Still got the 'Throw Over Inductance Coil' design on my drawing board (aka scrap of paper) - 
 a) how to launch it over an 80-100'+ high line ?
 b) how recover it ?
 c) how to measure the overhead HT voltage & hence calculate correct number of inductance turns ? 

If Benjamin Franklin harnessed a thunder cloud with a kite, some string & an old key (& lived to tell the tale) then I reckon my idea is a doddle. Perhaps I need a FLASH of inspiration ?.


----------



## oldtech

*DC Power Metering*



ivecotrucker said:


> Hello again Oldtech,
> I am currently (!!) looking into Amp-Hour counters @ 12v so IF you find your info source please post it - but please don't spend hours looking for it.
> Still got the 'Throw Over Inductance Coil' design on my drawing board (aka scrap of paper) -
> a) how to launch it over an 80-100'+ high line ?
> b) how recover it ?
> c) how to measure the overhead HT voltage & hence calculate correct number of inductance turns ?
> 
> If Benjamin Franklin harnessed a thunder cloud with a kite, some string & an old key (& lived to tell the tale) then I reckon my idea is a doddle. Perhaps I need a FLASH of inspiration ?.



*BINGO !*

I keep lists of websites / links that were interesting but didn't merit a bookmark of their own.....

..... the one I mentioned to you was in the second place I looked ...easy peasy !

DC Watt Hour Meter

RV & Marine Battery Monitor

It's an American site but I usually manage to find the same stuff in UK / Europe after a bit of searching...
eg the "Kill-a-watt" meter .... and I've found 3 similar devices for less money since I first mentioned it in a post .

Let me know how you get on ..

regards 

Oldtech


----------



## wildman

to save all the hunting, its available in the UK from ebay
Watt Meter & Power Analyzer /Watts up (Ver. 2) | eBay


----------



## ivecotrucker

Thanks to Oldtech & Wildman. 

Now, has anyone any ACTUAL experience of these gizmos, &, most importantly, how accurate are their 'predictions' of battery "State of Charge" & "Remaining Amp Hours" ?. There is quite a bit of guff available from manufacturers & retailers but also various comments that they don't work.

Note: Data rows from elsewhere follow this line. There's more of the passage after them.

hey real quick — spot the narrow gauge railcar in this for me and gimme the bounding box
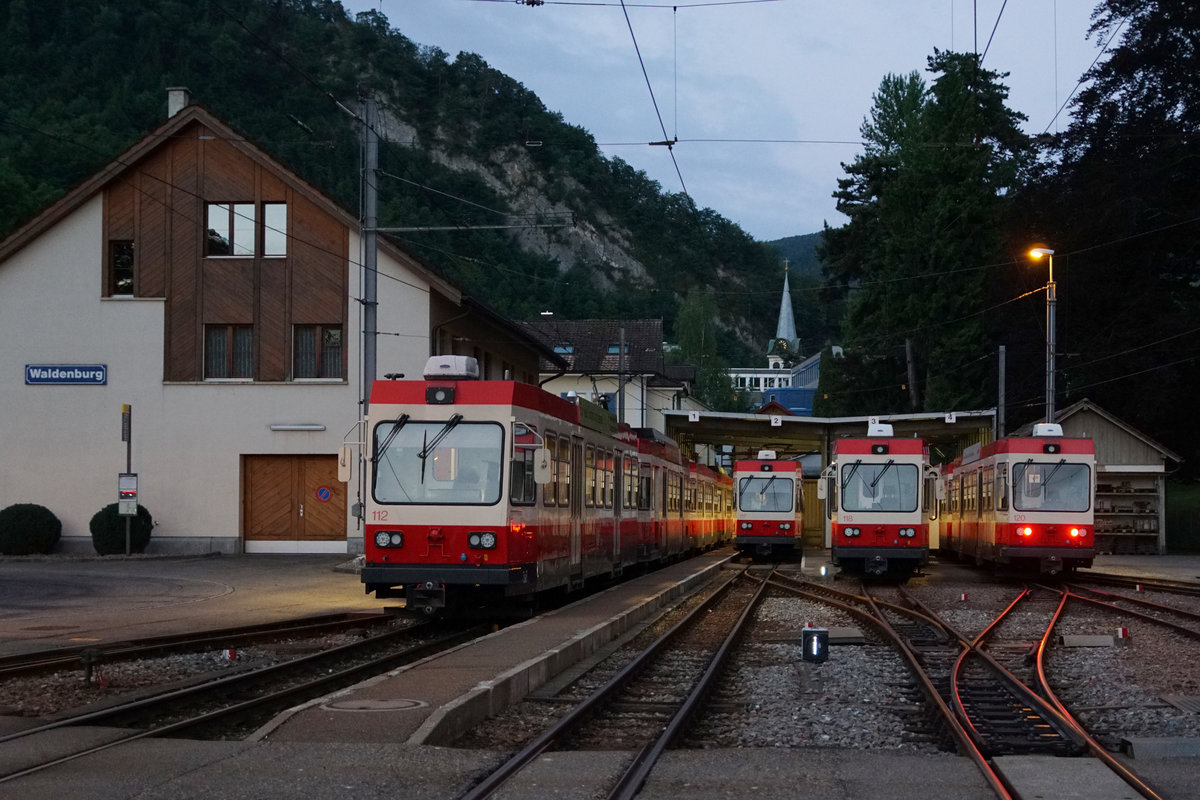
[687,462,734,551]
[353,356,717,613]
[733,451,803,558]
[818,424,939,576]
[939,423,1095,574]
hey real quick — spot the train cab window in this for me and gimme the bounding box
[585,446,596,508]
[371,420,503,505]
[982,467,994,511]
[557,437,571,506]
[1013,460,1091,512]
[638,465,652,511]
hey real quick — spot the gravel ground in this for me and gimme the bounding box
[908,579,1200,750]
[0,629,396,718]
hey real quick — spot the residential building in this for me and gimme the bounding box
[0,90,554,555]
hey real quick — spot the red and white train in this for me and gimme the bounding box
[733,451,803,558]
[938,423,1095,574]
[347,356,733,613]
[818,424,940,576]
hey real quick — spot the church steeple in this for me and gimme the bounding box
[766,262,800,367]
[775,263,798,343]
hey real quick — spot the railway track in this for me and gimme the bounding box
[457,566,770,800]
[0,611,396,680]
[0,620,486,784]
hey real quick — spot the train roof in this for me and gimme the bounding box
[370,378,582,426]
[834,438,926,455]
[733,459,800,473]
[945,434,1095,471]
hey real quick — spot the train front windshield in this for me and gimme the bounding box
[840,460,918,513]
[738,475,794,513]
[372,419,504,505]
[1013,460,1091,512]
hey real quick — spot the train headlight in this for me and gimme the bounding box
[779,523,792,530]
[740,522,754,530]
[374,530,403,548]
[1020,526,1033,537]
[899,527,915,538]
[468,531,497,549]
[843,527,860,538]
[1069,527,1082,538]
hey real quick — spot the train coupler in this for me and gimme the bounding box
[406,581,447,615]
[864,555,888,576]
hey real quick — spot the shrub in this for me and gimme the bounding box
[89,503,154,555]
[0,503,62,555]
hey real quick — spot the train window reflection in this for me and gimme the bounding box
[840,462,919,512]
[1012,461,1090,512]
[373,421,504,505]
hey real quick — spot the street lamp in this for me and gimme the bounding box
[1029,247,1056,423]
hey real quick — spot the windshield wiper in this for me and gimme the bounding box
[869,459,895,489]
[842,459,862,491]
[372,413,410,464]
[418,414,463,483]
[1041,458,1067,492]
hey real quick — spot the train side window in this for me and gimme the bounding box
[603,450,613,508]
[510,446,536,505]
[557,437,571,506]
[543,434,558,507]
[995,465,1008,511]
[585,446,596,508]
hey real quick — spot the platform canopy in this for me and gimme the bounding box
[662,408,998,467]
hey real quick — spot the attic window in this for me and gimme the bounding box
[206,203,255,256]
[553,344,574,355]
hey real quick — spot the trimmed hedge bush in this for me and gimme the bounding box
[89,503,154,555]
[0,503,62,555]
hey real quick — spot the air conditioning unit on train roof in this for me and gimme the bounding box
[757,450,777,460]
[867,423,894,437]
[423,355,480,380]
[1032,422,1064,437]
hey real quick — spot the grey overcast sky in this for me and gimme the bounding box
[360,1,1105,242]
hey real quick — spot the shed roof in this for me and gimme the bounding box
[1013,398,1182,464]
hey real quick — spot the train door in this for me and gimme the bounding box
[570,437,584,584]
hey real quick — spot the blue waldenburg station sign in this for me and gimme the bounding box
[25,364,107,385]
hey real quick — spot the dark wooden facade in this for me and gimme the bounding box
[102,121,348,382]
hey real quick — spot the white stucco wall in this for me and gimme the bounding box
[0,202,433,554]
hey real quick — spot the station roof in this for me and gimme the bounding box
[662,408,997,465]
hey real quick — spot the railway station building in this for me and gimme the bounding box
[0,90,557,555]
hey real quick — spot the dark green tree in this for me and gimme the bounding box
[820,53,1029,414]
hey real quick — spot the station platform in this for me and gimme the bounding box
[257,549,732,746]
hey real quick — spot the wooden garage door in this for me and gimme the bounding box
[244,455,346,543]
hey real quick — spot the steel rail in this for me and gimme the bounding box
[0,620,467,747]
[1077,573,1200,597]
[0,611,393,678]
[1064,583,1200,634]
[1032,587,1168,800]
[770,579,1013,800]
[456,567,745,800]
[607,569,774,800]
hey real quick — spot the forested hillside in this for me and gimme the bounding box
[0,0,823,390]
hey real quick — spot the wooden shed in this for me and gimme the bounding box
[1028,399,1182,554]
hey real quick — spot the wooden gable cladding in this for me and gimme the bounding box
[289,193,346,323]
[97,117,349,382]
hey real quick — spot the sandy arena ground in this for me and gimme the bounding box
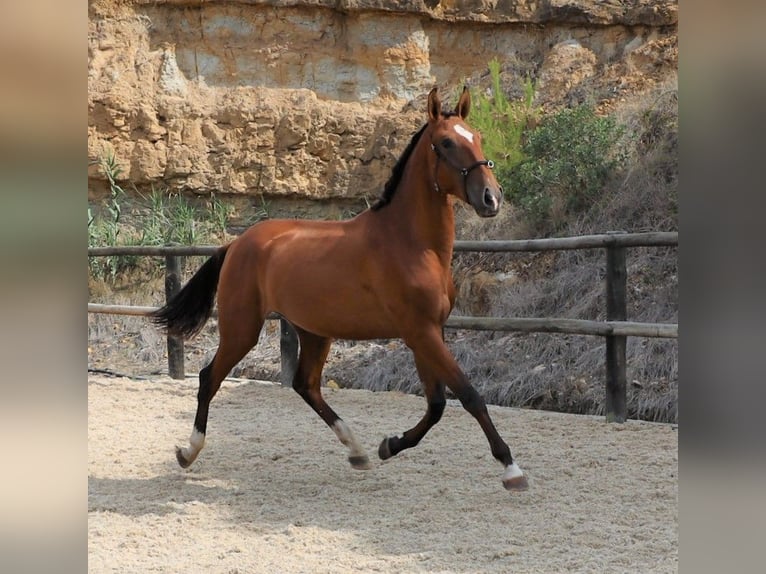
[88,374,677,573]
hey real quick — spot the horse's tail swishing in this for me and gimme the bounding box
[150,245,230,339]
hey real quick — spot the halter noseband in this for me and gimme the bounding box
[430,142,495,194]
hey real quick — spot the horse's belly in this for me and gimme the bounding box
[272,280,400,340]
[261,254,394,339]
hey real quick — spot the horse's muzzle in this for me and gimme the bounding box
[470,185,502,218]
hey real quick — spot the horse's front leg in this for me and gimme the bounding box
[387,328,528,491]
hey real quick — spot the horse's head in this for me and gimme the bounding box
[426,86,503,218]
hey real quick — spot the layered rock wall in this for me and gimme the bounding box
[88,0,677,200]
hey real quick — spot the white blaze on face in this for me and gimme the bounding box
[454,124,474,143]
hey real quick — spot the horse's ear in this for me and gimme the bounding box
[456,85,471,119]
[427,87,441,122]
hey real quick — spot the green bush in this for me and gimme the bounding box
[505,105,626,235]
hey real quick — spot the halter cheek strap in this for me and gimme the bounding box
[430,143,495,194]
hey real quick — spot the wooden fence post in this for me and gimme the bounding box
[165,255,185,380]
[605,232,628,422]
[280,318,298,387]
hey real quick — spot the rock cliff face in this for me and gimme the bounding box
[88,0,677,201]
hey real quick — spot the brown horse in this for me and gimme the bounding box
[152,87,528,491]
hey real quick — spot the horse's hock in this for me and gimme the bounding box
[88,0,677,200]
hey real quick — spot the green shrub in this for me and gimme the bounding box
[466,59,539,188]
[506,105,626,235]
[88,153,130,279]
[88,153,240,282]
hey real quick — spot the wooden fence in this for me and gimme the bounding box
[88,231,678,423]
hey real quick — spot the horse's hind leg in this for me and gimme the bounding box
[176,313,264,468]
[292,327,370,470]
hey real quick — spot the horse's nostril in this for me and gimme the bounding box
[483,188,495,207]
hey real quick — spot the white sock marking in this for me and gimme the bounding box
[190,428,205,450]
[503,462,524,481]
[332,420,366,458]
[181,428,204,461]
[454,124,474,143]
[178,428,206,465]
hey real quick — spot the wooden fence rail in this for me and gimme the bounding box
[88,231,678,423]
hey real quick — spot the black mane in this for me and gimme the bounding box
[370,110,459,211]
[370,123,428,211]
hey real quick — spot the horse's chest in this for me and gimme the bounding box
[401,264,454,321]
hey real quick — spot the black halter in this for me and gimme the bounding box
[430,142,495,194]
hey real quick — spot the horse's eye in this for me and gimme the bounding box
[441,138,454,149]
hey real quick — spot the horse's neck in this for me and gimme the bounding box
[380,148,456,266]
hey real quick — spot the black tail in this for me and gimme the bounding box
[150,245,230,339]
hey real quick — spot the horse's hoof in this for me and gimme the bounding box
[175,446,192,468]
[503,475,529,492]
[348,455,372,470]
[378,437,393,460]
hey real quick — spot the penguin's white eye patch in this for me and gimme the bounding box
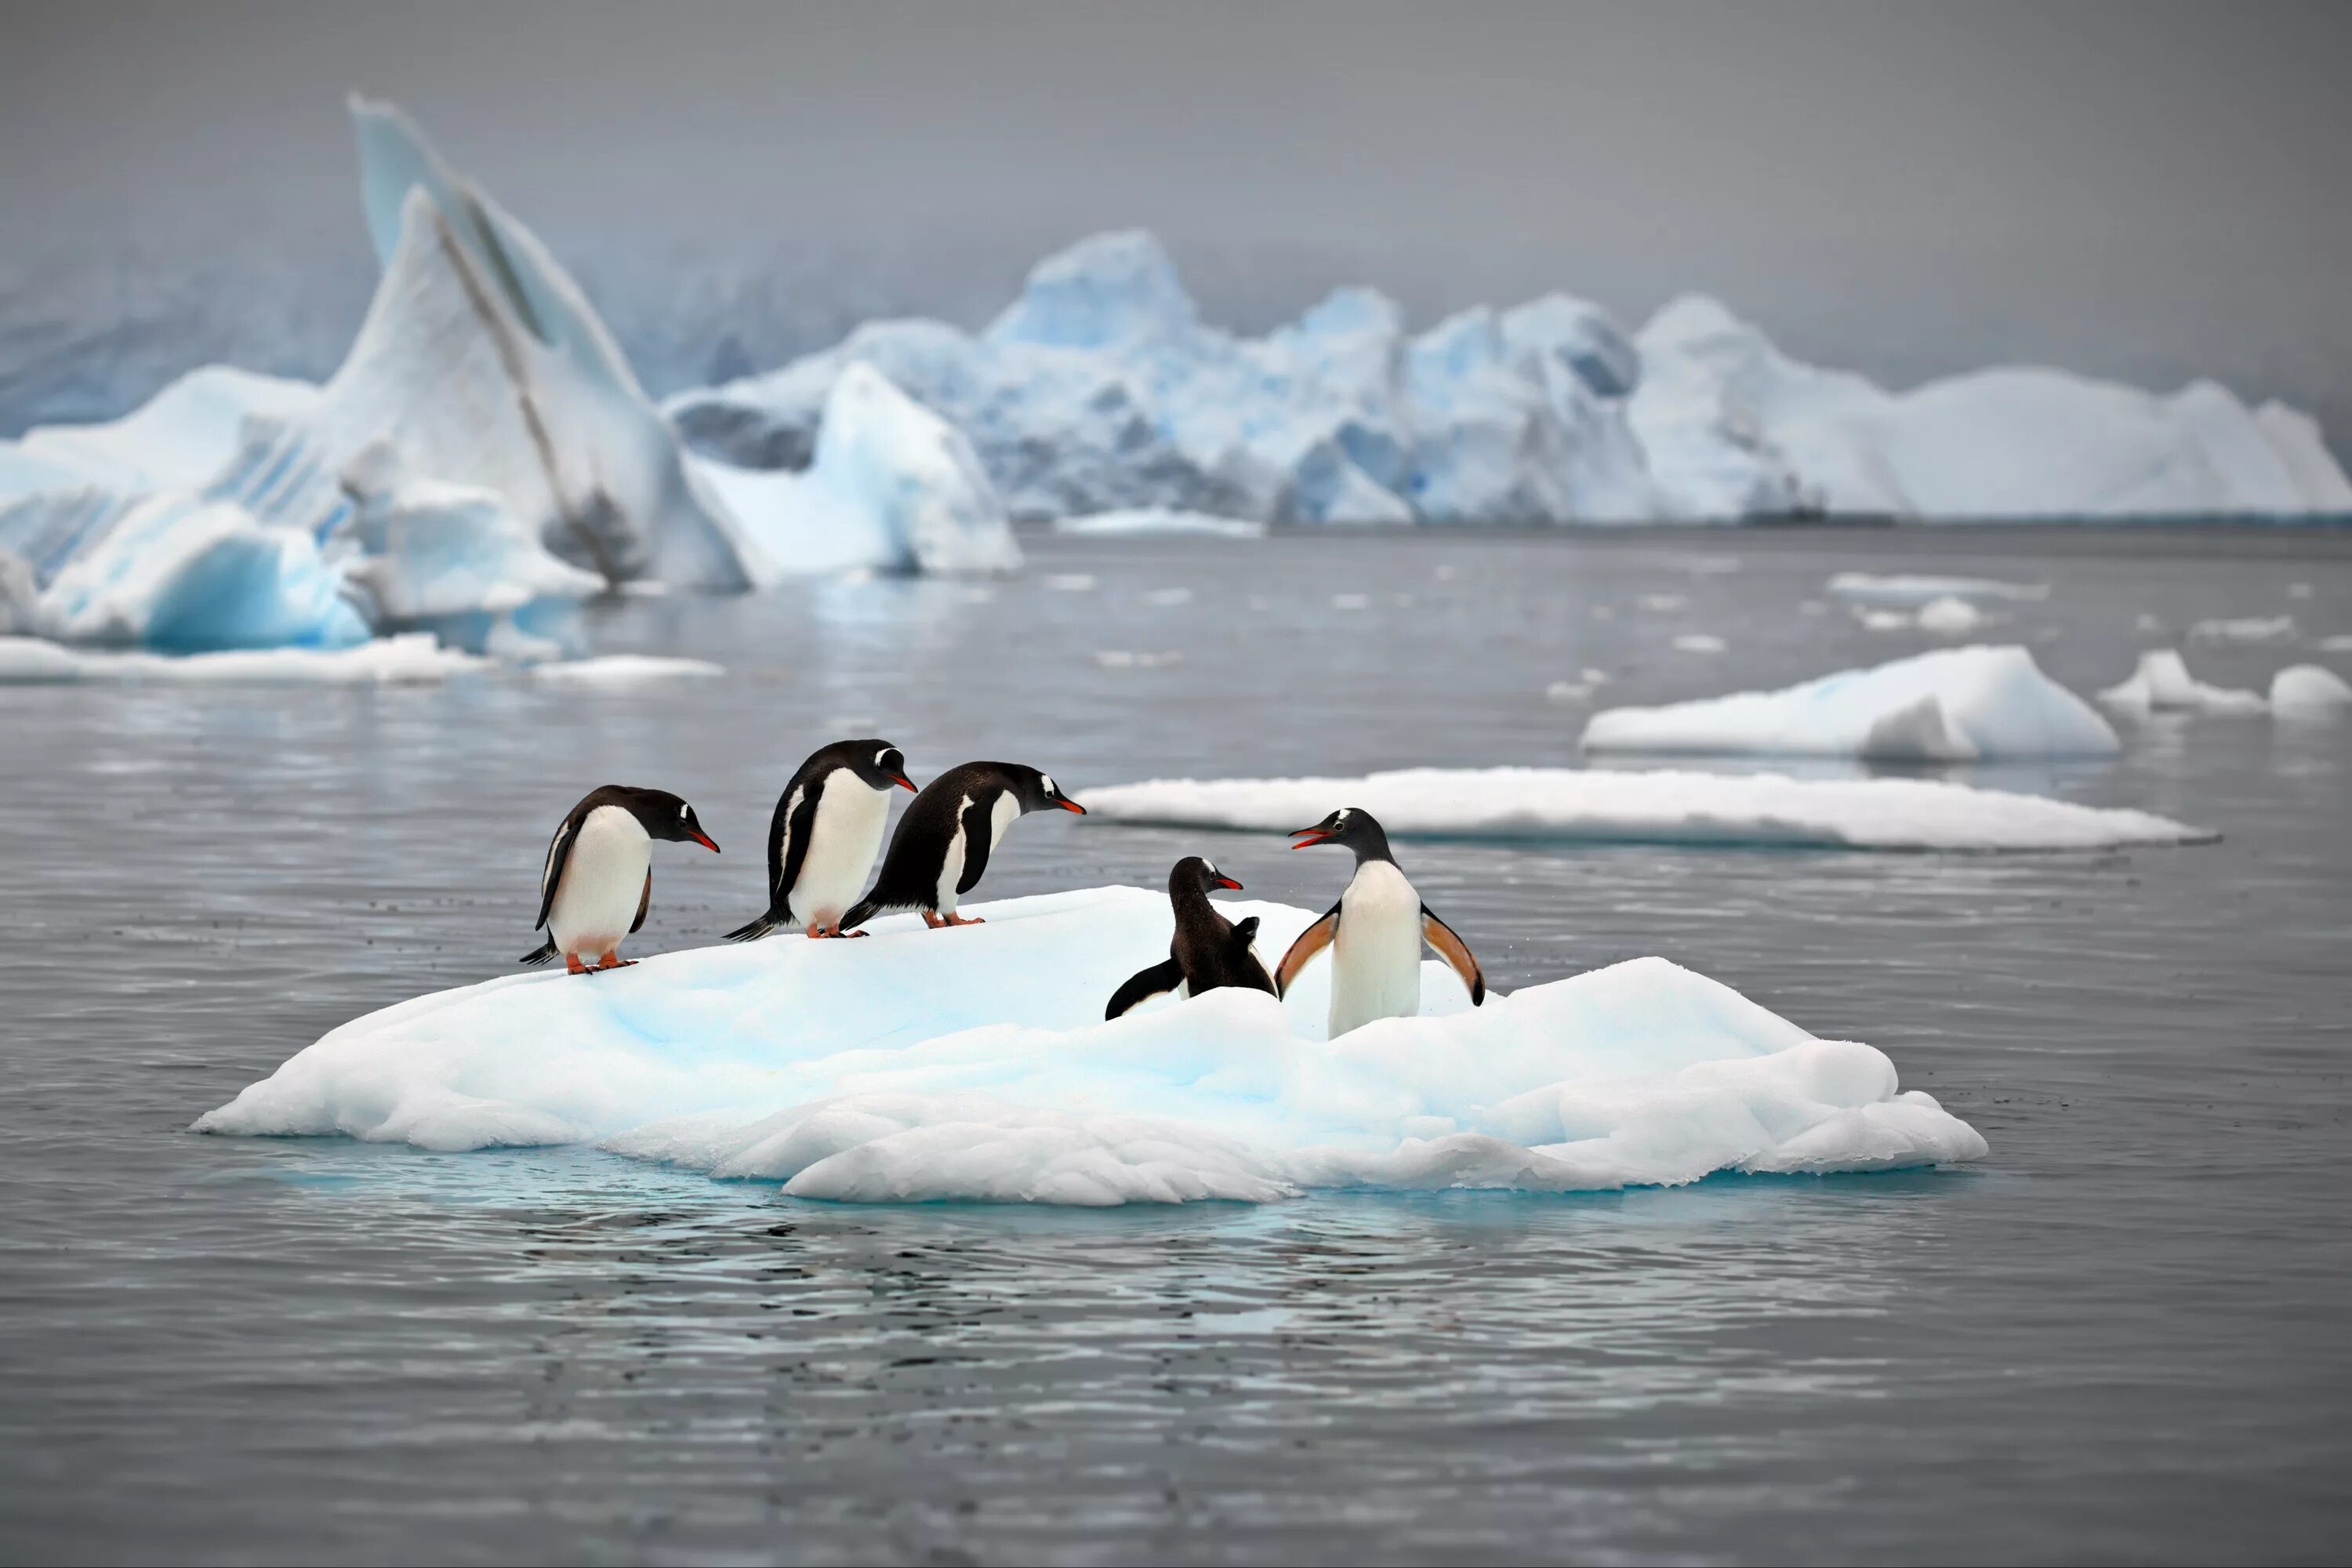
[874,748,890,769]
[1041,774,1057,795]
[1334,808,1350,826]
[678,804,689,819]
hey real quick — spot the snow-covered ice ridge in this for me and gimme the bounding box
[1583,645,2121,762]
[671,230,2352,525]
[194,886,1986,1203]
[0,99,1017,656]
[1080,768,2211,852]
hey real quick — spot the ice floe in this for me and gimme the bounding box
[0,632,485,684]
[1052,508,1268,539]
[1825,572,2050,608]
[2187,615,2298,647]
[1079,768,2211,851]
[2268,663,2352,715]
[1581,645,2119,762]
[2098,650,2267,715]
[526,655,725,684]
[194,885,1987,1202]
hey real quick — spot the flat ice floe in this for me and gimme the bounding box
[1582,644,2118,761]
[1052,508,1268,539]
[1826,572,2049,608]
[0,633,485,684]
[1079,768,2212,851]
[195,886,1986,1203]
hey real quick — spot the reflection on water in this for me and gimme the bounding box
[2,527,2348,1563]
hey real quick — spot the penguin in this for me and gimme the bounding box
[519,786,720,974]
[1274,807,1485,1037]
[1105,856,1277,1018]
[839,761,1084,931]
[724,739,917,942]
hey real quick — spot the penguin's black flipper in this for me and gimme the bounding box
[1421,906,1486,1005]
[1274,902,1341,998]
[630,870,652,935]
[1106,957,1186,1020]
[1227,916,1277,996]
[953,793,996,896]
[535,818,579,931]
[519,937,560,967]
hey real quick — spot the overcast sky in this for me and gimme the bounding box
[5,1,2349,435]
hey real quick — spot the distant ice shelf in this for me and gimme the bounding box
[1079,767,2212,852]
[194,885,1987,1203]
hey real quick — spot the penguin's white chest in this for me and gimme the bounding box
[790,775,891,928]
[935,792,1019,914]
[548,806,651,956]
[1329,859,1423,1037]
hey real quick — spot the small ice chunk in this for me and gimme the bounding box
[1044,574,1098,592]
[529,656,725,684]
[1639,593,1689,612]
[1332,593,1371,610]
[2269,663,2352,714]
[1826,573,2049,608]
[1052,509,1266,539]
[1143,587,1195,607]
[1672,633,1726,654]
[2319,635,2352,652]
[2098,650,2267,714]
[2187,615,2297,646]
[1915,596,1987,634]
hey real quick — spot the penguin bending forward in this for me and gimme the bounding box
[724,739,917,942]
[520,786,720,974]
[839,762,1084,931]
[1105,856,1276,1018]
[1275,807,1485,1037]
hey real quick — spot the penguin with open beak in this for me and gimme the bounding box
[1276,807,1484,1036]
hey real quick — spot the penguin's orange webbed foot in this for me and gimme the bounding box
[596,953,634,970]
[943,913,985,927]
[921,911,948,929]
[564,953,590,976]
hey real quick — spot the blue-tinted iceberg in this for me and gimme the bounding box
[1581,645,2121,761]
[194,884,1986,1203]
[670,230,1661,526]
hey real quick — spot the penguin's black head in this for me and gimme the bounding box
[630,789,720,853]
[1011,765,1086,815]
[1172,855,1243,895]
[1288,806,1390,862]
[847,740,917,794]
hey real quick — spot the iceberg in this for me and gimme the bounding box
[1632,296,2352,519]
[0,98,1013,655]
[2270,663,2352,714]
[670,230,1661,527]
[1079,768,2212,852]
[2099,650,2267,715]
[1581,645,2121,762]
[194,885,1987,1202]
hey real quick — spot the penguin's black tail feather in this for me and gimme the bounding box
[518,938,560,967]
[724,911,782,943]
[838,895,891,933]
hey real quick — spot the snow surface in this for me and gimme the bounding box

Your comments please Gentlemen.


----------



## oldtech

ivecotrucker said:


> Thanks to Oldtech & Wildman.
> 
> Now, has anyone any ACTUAL experience of these gizmos, &, most importantly, how accurate are their 'predictions' of battery "State of Charge" & "Remaining Amp Hours" ?. There is quite a bit of guff available from manufacturers & retailers but also various comments that they don't work.
> 
> Your comments please Gentlemen.



Hi Ivecotrucker

It might be worth starting a new thread to put your question ...  eg " Battery Power Monitoring"
It is a bit lost in here since the original thread title is about fridges.
I know the two things are related , I'm just thinking you may get more people reading it
and therefore more feedback ...

I would also like to hear other wildcampers experiences before rushing ( sort of ...ha ha !! )
to buy one 

.... just an idea :idea: 

*OT*


----------



## ivecotrucker

Be careful what your wife might wish for, Basildog. Some years ago we saw a fully plumbed in domestic clothes washing machine that the owner had installed in an otherwise bog standard white plastic motorhome.


----------



## windyjools

*Excellent thread!*

As per the title, so......I have identified the chest freezer that would do the job, found the black box, that will change the freezer into a fridge (I guess it is a change of ranges to the thermostat), BUT, how do you convert the damn thing to run from 12 volt?
I have previously run a domestic 240 volt fridge from an inverter, but it killed the (rather expensive 600 watt) inverter after a few weeks as the start-up power needed was overloading it! And the inverter takes quite a bit of power, so almost negates the savings in the more efficient insulation and cost-saving in buying a 240 volt chest fridge!!!!
Buying a full sine-wave inverter makes the whole thing eye-wateringly expensive.........
Is there a solution?......Apart from going three-way?


----------



## oldtech

windyjools said:


> As per the title, so......I have identified the chest freezer that would do the job, found the black box, that will change the freezer into a fridge (I guess it is a change of ranges to the thermostat), BUT, how do you convert the damn thing to run from 12 volt?
> I have previously run a domestic 240 volt fridge from an inverter, but it killed the (rather expensive 600 watt) inverter after a few weeks as the start-up power needed was overloading it! And the inverter takes quite a bit of power, so almost negates the savings in the more efficient insulation and cost-saving in buying a 240 volt chest fridge!!!!
> Buying a full sine-wave inverter makes the whole thing eye-wateringly expensive.........
> Is there a solution?......Apart from going three-way?



Hi Windyjools

Thanks for the post !

But please tell exactly what the " blackbox" is  that you are using.
The cheapest unit I have located in this country , that will do the job right  ,is over a hundred quid !
You need something that will switch the mains power to the fridge on and off according to the set temperature
in other words , a thermostat with a built-in mains relay and an external probe to go inside the fridge / freezer.
It gets a little more complicated because you really need a thermostat unit with TWO set points .... it should turn the
mains ON when the temperature hits the UPPER set point , and turn it OFF when it reaches the lower point....
..... and ideally these points should be 3 or 4 degrees apart.
If it doesn't work this way you will find that the damn thing is CONSTANTLY going on and off which will hurt both
the inverter AND the compressor in the fridge / freezer.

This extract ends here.